気弱で、頼りなげな、ミステリー作家のモート。それをあのジョニー・デップが演じるものだから、もう思いっきり感情移入して見てしまった。作家ってこういう苦しみがあるんだろうなあ。想像力が要求され、次々と新しいものを生み出すのも大変。そして、盗作だなんて言い出すストーカーにつきまとわれることだってあるのだろう。もしかすると、スティーブン・キングもこういう目に遭ったことがあるのかなという具合に。

[ネタバレ、反転させて読んでください] ここから→こんなふうに感情移入し、最後の最後まで、いや、そんなはずはないという気持ちだったので、山荘にヒビが入るところなど、まさに、自分の観念が崩れていく様を映像化したもののように感じた。
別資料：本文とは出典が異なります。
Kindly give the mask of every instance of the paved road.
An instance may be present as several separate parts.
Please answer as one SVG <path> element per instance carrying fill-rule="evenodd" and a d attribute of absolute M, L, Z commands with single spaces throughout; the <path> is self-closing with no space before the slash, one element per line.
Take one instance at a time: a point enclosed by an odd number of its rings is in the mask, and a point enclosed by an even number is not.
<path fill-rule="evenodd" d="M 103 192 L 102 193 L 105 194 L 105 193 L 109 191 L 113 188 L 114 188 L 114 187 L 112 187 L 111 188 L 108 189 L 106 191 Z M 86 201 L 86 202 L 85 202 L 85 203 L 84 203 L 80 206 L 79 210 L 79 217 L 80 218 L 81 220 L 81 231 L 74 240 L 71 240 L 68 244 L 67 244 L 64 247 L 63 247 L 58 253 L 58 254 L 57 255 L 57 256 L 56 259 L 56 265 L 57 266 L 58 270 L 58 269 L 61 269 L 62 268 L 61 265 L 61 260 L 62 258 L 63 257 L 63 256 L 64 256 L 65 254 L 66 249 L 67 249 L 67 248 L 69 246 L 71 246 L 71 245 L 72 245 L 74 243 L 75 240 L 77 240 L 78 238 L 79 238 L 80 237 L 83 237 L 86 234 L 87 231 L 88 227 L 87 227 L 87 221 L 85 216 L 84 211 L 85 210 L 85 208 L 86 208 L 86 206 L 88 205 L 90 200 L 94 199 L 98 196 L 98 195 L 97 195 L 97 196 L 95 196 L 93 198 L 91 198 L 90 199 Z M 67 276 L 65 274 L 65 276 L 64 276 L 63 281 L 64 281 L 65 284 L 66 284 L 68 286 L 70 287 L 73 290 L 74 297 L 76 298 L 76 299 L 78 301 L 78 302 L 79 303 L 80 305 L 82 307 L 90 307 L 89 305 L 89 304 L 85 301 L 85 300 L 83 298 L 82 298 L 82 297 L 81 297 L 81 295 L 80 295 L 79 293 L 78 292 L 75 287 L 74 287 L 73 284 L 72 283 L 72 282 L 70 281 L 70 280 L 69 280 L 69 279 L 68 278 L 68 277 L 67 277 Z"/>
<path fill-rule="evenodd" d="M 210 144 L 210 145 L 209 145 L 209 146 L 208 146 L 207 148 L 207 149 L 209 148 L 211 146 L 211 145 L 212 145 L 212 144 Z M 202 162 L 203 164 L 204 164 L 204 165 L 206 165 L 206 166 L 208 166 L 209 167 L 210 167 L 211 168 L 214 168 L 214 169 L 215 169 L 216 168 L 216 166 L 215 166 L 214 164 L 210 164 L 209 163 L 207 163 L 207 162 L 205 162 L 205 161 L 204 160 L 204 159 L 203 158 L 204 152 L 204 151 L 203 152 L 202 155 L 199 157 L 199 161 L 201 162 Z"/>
多重人格モノであることがわかった時、「それはないだろう。反則技だ」と思ってしまうような駄作がある。一方、この作品のように、多重人格であることがわかった途端に、過去のシーンが次から次と浮かんできて、絡んだ糸がすっと解けていくような気がするものがある。「シューターが煙草を吸うから、モートも吸いたくなってしまうんだ」「シューターが暴力的な部分を引き受けていた分、モートには臆病さが強くでていたんだ」と…。その臆病さと妙なくらいの善良さをおかしいと感じさせる、一歩手前のところで、ジョニー・デップが演技していた。そして、さらに複雑な最後の第3の人格までも…。←ここまで

冒頭、緊迫感のあるモーテルの場面から、一転して、緊張が解き放たれるように、きれいな湖のほとりの山荘にそして山荘の内部へと映像が移って行く。このままこのカメラの目に身を任せて、画面に吸い込まれていくことができる人は、十二分にこの作品を楽しむことができる。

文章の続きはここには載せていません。